The model was developed in order to recognize anomalies in ECG segments due to misplacements of electrodes, contact noise and, in the worst case scenario, arrhythmias.
The architecture used is an LSTM Autoencoder learns to reproduce the shape of an ECG segment with a certain accuracy, defined by its loss (in this case an L1 loss was used).
Firstly install some basic dependencies listed in the requirements file:
pip install -r requirements.txt
Then set up pytorch.
Check that you have the correct drivers and the CUDA Toolkit installed and, if not, install them. I have the CUDA Toolkit v10.2 which can be setup as per the documentation.
You can install GPU supported PyTorch with
pip3 install torch torchvision torchaudio
Alternatively you can install both the toolkit and the pytorch using Anaconda:
conda install pytorch torchvision torchaudio cudatoolkit=<VERSION> -c pytorch
For more information on setup, visit the PyTorch website.
The dataset used is the ECG 5000 dataset for outlier/anomaly detection.
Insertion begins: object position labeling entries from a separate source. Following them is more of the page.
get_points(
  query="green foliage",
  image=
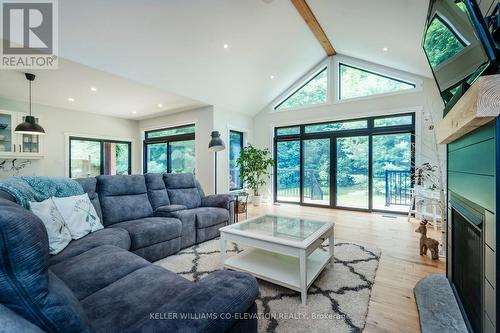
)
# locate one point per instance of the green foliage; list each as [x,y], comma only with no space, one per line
[440,42]
[314,92]
[254,164]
It can be downloaded at paperswithcode.com. Place the files in data/ECG5000/
.
data
└── ECG5000
├── ECG5000_TEST.arff
├── ECG5000_TEST.ts
├── ECG5000_TEST.txt
├── ECG5000_TRAIN.arff
├── ECG5000_TRAIN.ts
├── ECG5000_TRAIN.txt
└── ECG5000.txt
The model is trained using the train.py
script (genius), and can be scored against a series of metrics with the score.py
script. The eval.py
script evaluates 4 random examples from the dataset (2 'normal' ECGs and 2 'anomalous' ECGs) and plots the ecg segment together with the model's reconstructions. Captioned with the ground truth and the classification assigned.